We’ve read in the media that one of the reasons we’re seeing so many wildfires is that the forests, particularly in the western US, have been mismanaged by government agencies (such as the U.S. Forest Service), for political reasons (”You cannot burn my woods!”), lack of money (Congress being stupid, as usual) and lack of scientific input. It’s a relief to read about forest management research and learn that the solutions are not so dramatic, and might even benefit a generally pissed-off industry (logging, timber).
Our remaining forests face great challenges like massive wildfires and invasive forest pests. Managing for this array of threats in a changing climate is complicated. Forest managers are researching strategies that can keep forests resilient under multiple stressors so that they can continue to provide habitat for wildlife, clean air, clean water, carbon storage, and, yes, timber far into the future.

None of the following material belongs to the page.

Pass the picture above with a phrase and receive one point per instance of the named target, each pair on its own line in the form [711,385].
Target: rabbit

Looking at satellite images and historical aerial photos of old-growth forests for reference, researchers found that forests were made up of a mosaic of individual trees, clumps, and openings (ICO). Working with dry fire prone forests, researchers quantified the average number of individual trees, clumps, and the area of openings statistically likely to be found over one hectare in a given climate. These natural references provide guideposts for the “ICO” (individuals – clumps – openings) approach to determining which trees to remove and which trees to leave during ecological restoration thinning projects.
The need for this type of ecological restoration thinning in the dry forests of western North America is great. For example, across eastern Oregon and Washington, a study led by Ryan Haugo of the Nature Conservancy in Washington found that 41% of forests in the region are currently too dense compared to reference conditions and would benefit from the removal of some trees by fire or mechanical means, including logging.
Example of how landscape scale forest restoration needs are determined by comparing the present day relative abundance of different successional classes to natural reference conditions. This example depicts the Dry Douglas-fir forests from a single watershed within the interior Pacific Northwest Forest. Illustrations adapted with permission (Van Pelt, 2008).